L’importanza della comunicazione nella prevenzione del rischio lavorativo
Massimo Servadio

Autore: Massimo Servadio

Categoria: Informazione, formazione, addestramento

21/05/2015

Quando si parla di comunicazione del rischio, bisogna tener conto delle ripercussioni emotive e psicologiche degli individui coinvolti. A cura di Massimo Servadio.

L’importanza della comunicazione nella prevenzione del rischio lavorativo

Quando si parla di comunicazione del rischio, bisogna tener conto delle ripercussioni emotive e psicologiche degli individui coinvolti. A cura di Massimo Servadio.

 
La comunicazione del rischio, possiamo definirla come uno "scambio interattivo" di informazioni, pareri, scoperte della valutazione del rischio stesso, decisioni in materia di gestione che riguardano gli elementi di pericolo e dei fattori connessi sia al rischio che alla percezione di quest’ultimo.

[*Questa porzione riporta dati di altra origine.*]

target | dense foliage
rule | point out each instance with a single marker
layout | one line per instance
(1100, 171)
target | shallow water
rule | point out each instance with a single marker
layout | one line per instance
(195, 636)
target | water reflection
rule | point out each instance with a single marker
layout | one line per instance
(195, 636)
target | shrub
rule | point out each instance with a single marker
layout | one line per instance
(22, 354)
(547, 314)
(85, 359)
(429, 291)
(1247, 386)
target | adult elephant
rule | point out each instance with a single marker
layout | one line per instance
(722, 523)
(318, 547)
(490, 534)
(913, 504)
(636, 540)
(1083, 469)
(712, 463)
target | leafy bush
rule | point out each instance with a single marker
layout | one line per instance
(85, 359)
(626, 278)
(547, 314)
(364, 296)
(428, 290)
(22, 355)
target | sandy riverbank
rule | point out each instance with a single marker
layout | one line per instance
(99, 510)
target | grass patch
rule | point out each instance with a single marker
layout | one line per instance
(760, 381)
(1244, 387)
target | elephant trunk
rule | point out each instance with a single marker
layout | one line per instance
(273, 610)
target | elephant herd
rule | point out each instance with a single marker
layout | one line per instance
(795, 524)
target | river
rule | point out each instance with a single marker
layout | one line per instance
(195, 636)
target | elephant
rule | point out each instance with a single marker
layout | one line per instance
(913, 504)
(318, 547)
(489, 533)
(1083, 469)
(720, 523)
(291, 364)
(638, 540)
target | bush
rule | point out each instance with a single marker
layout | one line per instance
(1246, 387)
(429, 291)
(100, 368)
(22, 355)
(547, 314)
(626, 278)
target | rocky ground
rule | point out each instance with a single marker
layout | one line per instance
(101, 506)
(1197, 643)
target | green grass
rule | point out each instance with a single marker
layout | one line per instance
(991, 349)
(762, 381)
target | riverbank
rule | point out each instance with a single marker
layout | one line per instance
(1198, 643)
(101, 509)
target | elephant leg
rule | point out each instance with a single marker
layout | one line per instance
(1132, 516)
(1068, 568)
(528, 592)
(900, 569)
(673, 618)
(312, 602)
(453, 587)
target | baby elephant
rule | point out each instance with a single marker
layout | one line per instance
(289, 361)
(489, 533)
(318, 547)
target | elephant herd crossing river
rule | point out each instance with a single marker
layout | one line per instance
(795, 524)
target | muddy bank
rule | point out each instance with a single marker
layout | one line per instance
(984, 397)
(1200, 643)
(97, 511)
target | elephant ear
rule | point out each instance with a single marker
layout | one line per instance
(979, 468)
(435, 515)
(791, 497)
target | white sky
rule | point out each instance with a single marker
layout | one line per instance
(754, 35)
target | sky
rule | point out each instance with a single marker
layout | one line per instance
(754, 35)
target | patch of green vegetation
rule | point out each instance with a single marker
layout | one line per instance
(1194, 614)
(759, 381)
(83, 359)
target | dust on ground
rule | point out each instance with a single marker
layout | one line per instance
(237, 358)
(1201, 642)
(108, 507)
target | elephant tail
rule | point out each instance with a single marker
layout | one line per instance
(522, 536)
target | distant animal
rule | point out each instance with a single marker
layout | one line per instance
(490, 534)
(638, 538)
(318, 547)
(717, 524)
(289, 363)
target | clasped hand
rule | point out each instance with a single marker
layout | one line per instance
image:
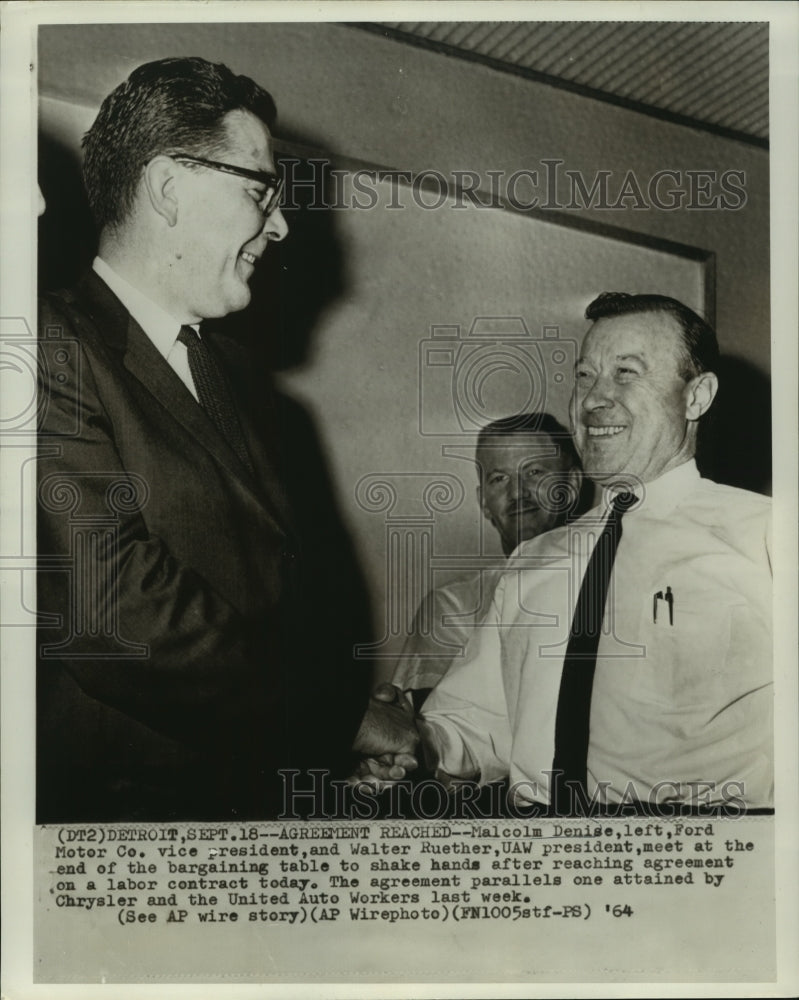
(388, 738)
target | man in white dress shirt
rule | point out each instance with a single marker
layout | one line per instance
(681, 696)
(529, 482)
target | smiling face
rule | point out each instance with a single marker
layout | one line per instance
(631, 410)
(518, 478)
(222, 232)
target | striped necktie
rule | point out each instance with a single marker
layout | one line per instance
(214, 392)
(572, 723)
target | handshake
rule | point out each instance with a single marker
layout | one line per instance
(388, 739)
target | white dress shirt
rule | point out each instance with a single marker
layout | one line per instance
(161, 328)
(673, 703)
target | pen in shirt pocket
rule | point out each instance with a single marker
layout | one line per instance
(668, 597)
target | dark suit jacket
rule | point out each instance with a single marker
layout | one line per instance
(172, 679)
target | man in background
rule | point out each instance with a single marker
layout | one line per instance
(529, 483)
(173, 669)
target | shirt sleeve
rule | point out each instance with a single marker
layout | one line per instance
(465, 723)
(424, 660)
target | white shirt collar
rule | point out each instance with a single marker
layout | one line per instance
(664, 493)
(159, 325)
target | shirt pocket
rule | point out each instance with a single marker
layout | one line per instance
(684, 663)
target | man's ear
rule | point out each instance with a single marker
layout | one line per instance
(575, 480)
(160, 185)
(699, 394)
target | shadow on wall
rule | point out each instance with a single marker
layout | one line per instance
(735, 448)
(67, 239)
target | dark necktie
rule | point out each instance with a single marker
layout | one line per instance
(214, 392)
(572, 723)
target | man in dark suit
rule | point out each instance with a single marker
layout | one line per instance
(172, 676)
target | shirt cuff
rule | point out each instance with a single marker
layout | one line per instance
(444, 750)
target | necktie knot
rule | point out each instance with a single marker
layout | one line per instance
(213, 391)
(188, 335)
(622, 502)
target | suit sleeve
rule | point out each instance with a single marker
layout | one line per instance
(465, 720)
(136, 629)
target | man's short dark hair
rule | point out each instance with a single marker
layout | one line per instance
(165, 107)
(700, 347)
(529, 423)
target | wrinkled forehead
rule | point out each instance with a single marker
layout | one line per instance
(510, 450)
(656, 338)
(248, 139)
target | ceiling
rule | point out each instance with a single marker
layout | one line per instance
(712, 75)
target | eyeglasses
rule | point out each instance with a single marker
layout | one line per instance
(271, 182)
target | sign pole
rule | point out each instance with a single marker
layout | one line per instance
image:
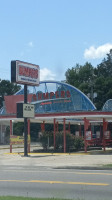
(25, 123)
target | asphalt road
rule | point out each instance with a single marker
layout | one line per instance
(47, 182)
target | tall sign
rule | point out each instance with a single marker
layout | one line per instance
(24, 73)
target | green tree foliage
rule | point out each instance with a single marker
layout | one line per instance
(7, 88)
(81, 77)
(90, 79)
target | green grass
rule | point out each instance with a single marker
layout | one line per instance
(29, 198)
(108, 166)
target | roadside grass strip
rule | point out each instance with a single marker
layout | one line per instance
(56, 182)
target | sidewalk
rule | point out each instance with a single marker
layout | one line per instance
(70, 161)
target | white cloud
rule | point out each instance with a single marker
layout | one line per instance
(30, 44)
(46, 74)
(99, 52)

La comunicazione relativa ai rischi presenti sul luogo di lavoro, quindi, dovrebbe essere concepita non tanto come processo unidirezionale attraverso il quale un’informazione di matrice obiettiva passa da chi è depositario della "verità" scientifica ad uno che non lo è, bensì come uno scambio interattivo, un processo essenziale di trasmissione di significati tra individui (o gruppi di individui), che dovrebbe comprendere momenti di dibattito, dialogo e informazioni di ritorno, nonché tutte le procedure integrate che coinvolgono le parti lungo lo svolgersi del processo di analisi del rischio.
 
Se in antichità comunicare il rischio non pareva essere un grande problema (bastava semplicemente ometterlo o minimizzarlo), nel mondo moderno, come noto, il rischio è parte integrante di qualsiasi atto lavorativo. Informare nella maniera corretta e senza creare allarme è una parte alquanto difficile e delicata della gestione della prevenzione dei rischi sul lavoro. In effetti, comunicare il rischio significa trasmettere in un certo senso l’incertezza, l’eventualità di subire un danno e non sempre è facile dare al lavoratore un’idea precisa dell’entità del rischio stesso. Inoltre, la maggior parte delle persone e di conseguenza dei lavoratori ha poca confidenza con i numeri e con i termini matematici e statistici che abitualmente vengono utilizzati per esprimere i rischi.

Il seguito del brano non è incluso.